Medi-Team kämpft auch Ludwigsburg nieder

Die Höhe des Ergebnisses täuscht ein wenig darüber hinweg, dass die Partie bis weit in die zweite Halbzeit hinein heftig umkämpft geblieben war. Andererseits hatten die Bayreuther bei aller Spannung aber doch fast durchgehend in Führung gelegen. Für die einzige Ausnahme sorgte der Fehlstart in die zweite Halbzeit: Nach dem Ludwigsburger 42:42-Ausgleich landete der Einwurf sofort wieder bei den Gästen, was Tekele Cotton zu einem Dreipunktespiel zum 45:42 für die Riesen nutzte (22.). 80 Sekunden später lag das Medi-Team aber schon wieder mit 50:45 vorn und ließ dann gleich noch weitere 8:2 Punkte zur ersten zweistelligen Führung folgen (58:47/25.). Dabei half eines von insgesamt drei unsportlichen Fouls der Gäste mit, das Trey Lewis zu den letzten vier Zählern dieser Serie nutzte.

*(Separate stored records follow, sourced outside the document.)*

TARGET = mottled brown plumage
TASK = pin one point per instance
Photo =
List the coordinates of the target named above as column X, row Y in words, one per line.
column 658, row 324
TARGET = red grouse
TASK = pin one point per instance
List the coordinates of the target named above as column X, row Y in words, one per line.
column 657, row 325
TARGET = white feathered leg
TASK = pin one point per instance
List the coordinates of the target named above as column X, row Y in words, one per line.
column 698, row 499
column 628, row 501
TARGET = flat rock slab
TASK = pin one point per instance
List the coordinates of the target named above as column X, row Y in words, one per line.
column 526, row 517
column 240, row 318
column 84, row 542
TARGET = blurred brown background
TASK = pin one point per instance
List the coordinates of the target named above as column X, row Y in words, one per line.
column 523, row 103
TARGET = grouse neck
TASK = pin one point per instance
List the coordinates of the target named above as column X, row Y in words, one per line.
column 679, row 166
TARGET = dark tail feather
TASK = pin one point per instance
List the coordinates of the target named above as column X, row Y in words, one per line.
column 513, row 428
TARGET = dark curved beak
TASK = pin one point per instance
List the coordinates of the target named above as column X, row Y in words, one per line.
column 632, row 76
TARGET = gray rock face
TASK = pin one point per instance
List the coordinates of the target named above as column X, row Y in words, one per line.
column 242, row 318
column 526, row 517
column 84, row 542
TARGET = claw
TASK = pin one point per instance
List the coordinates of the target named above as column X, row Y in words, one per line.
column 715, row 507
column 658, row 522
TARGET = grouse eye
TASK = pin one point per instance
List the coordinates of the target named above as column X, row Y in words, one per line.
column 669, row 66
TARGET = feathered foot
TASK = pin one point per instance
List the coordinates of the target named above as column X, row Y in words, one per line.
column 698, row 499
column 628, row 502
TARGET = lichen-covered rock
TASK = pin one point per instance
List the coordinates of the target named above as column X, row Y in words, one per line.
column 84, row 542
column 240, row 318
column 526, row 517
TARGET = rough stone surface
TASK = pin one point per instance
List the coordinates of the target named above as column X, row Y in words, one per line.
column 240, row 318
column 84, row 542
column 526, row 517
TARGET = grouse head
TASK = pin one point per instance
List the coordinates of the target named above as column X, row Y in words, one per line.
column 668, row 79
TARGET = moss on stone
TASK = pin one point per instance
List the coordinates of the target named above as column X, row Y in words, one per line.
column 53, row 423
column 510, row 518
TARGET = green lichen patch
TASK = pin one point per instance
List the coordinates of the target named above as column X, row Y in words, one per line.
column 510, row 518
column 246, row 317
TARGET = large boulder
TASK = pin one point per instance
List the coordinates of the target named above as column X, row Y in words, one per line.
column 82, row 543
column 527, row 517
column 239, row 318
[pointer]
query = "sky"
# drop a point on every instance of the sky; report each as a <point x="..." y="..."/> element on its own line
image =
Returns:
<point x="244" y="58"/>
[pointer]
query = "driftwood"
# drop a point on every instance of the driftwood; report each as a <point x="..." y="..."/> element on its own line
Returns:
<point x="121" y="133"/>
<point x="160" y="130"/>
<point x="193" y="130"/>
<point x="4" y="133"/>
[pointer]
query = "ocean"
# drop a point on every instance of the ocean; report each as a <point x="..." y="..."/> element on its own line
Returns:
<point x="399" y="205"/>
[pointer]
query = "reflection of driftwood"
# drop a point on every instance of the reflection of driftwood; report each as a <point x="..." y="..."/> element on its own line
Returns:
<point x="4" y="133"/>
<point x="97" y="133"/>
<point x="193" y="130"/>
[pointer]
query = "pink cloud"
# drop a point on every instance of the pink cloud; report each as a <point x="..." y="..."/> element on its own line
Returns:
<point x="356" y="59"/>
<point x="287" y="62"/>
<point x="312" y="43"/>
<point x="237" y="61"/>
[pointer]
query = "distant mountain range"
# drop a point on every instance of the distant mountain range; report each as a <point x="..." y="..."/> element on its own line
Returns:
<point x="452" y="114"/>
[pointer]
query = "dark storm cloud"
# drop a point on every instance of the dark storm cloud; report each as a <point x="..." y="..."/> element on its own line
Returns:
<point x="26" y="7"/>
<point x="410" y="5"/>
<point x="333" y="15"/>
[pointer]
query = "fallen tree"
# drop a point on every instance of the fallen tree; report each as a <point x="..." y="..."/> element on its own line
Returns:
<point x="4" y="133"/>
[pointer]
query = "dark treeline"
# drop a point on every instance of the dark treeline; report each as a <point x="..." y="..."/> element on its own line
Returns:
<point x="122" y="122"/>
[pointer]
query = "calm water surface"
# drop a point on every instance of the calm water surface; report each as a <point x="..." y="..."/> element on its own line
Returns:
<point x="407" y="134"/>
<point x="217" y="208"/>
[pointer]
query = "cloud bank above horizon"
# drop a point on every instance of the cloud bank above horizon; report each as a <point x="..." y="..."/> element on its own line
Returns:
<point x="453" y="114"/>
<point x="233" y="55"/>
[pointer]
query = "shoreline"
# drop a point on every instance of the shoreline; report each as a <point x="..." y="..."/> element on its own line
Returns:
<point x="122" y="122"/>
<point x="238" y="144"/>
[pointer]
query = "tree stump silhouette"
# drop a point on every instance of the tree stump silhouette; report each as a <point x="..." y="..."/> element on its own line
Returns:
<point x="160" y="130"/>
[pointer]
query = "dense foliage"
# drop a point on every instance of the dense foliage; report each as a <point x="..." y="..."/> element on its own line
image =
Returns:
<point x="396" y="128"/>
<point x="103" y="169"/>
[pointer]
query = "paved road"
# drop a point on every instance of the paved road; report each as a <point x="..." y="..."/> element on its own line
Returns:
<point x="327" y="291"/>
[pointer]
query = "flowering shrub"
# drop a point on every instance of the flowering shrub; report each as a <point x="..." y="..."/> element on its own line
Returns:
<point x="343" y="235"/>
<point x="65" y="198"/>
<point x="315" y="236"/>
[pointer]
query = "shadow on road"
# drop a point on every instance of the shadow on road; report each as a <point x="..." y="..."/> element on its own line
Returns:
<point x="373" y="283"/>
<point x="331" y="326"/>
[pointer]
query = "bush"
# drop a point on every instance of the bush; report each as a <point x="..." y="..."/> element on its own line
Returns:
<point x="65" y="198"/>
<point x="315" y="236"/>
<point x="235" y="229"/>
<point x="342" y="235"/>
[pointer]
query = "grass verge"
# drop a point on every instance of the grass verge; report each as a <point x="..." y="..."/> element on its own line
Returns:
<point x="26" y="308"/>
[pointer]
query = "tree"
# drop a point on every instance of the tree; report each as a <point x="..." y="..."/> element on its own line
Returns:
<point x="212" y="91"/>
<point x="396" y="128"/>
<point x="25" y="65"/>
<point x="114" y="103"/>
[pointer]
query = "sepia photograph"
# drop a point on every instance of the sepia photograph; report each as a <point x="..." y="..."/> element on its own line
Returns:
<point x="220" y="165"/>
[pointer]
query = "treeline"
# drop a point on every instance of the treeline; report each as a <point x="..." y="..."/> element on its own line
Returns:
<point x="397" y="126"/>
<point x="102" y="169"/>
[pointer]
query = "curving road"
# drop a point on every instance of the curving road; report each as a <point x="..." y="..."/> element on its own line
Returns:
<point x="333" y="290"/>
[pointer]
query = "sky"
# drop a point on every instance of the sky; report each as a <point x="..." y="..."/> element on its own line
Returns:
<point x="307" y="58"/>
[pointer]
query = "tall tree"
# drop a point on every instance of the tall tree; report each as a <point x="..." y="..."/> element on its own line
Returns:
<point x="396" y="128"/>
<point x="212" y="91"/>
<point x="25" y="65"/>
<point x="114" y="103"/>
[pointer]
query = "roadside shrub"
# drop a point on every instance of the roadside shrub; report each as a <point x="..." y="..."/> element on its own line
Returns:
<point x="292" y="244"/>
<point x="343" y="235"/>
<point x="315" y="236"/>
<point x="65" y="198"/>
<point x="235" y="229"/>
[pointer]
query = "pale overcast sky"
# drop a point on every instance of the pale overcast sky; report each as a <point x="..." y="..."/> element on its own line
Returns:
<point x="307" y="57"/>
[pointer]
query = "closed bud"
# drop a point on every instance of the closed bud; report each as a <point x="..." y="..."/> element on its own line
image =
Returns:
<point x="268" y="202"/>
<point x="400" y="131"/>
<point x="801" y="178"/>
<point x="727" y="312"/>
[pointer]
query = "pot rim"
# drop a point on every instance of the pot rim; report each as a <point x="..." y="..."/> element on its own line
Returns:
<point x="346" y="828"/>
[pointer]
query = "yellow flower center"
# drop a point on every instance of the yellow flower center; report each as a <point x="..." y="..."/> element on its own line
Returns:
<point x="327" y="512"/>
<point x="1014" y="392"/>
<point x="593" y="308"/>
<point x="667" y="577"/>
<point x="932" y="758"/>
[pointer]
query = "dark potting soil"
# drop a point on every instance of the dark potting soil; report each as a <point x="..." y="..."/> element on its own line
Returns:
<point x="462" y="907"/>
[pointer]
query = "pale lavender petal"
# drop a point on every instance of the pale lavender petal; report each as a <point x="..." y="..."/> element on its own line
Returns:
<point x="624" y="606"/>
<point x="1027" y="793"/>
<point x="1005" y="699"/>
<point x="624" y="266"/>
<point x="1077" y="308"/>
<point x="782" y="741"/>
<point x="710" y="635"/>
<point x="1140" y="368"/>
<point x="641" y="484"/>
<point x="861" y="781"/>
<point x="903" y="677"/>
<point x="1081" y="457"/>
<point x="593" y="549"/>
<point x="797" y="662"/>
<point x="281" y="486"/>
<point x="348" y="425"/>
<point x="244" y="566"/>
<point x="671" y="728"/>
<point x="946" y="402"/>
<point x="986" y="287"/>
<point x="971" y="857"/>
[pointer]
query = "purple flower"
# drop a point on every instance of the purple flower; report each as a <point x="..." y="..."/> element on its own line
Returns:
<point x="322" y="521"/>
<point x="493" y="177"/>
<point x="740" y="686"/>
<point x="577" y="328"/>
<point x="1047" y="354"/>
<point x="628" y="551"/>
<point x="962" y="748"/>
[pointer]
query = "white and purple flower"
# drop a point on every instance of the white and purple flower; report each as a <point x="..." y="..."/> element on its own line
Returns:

Das war bezeichnend für die größte Stärke der Bayreuther nicht nur in diesem Spiel: Sie finden für jedes Problem eine Antwort. Im ersten Viertel gelang es ihnen trotz der gefürchteten Ludwigsburger Verteidigung, konsequent den Korb zu attackieren und dort spätestens an der Freiwurflinie zu Punkten (10/12 in den ersten zehn Minuten). Wie unzufrieden Riesen-Coach John Patrick damit war, deuteten seine Auswechslungen an: In der sechsten Minute schickte er schon den dritten Center ins Rennen (nach Thiemann und Cooley schließlich Boone).

Überhaupt spielten die Gäste die Tiefe ihres Kaders durch viele Wechsel aus. So standen die Bayreuther immer wieder vor neuen Aufgaben, ließen sich aber nie nachhaltig aus dem Konzept bringen. Lediglich der physisch sehr starke Jack Cooley entwickelte sich allmählich als beständiges Problem für die Medi-Center und war mit zwölf Punkten der Topscorer der ersten Halbzeit. Zudem schaffte es die Ludwigsburger Defensive, nach den zwölf Bayreuther Freiwürfen im ersten Viertel bis zur Halbzeitpause keinen einzigen weiteren mehr zuzulassen, doch auch das reichte nicht für einen Führungswechsel. Die Gastgeber hielten in der Defensive ebenso intensiv dagegen und gestatteten dem Gegner keinen unbedrängten Wurf. So schien beim 38:32 (18.) sogar schon ein etwas deutlicherer Halbzeitstand möglich, doch dann trafen die ansonsten von außen nicht sehr gefährlichen Riesen zwei Dreier in Folge (40:38/19.).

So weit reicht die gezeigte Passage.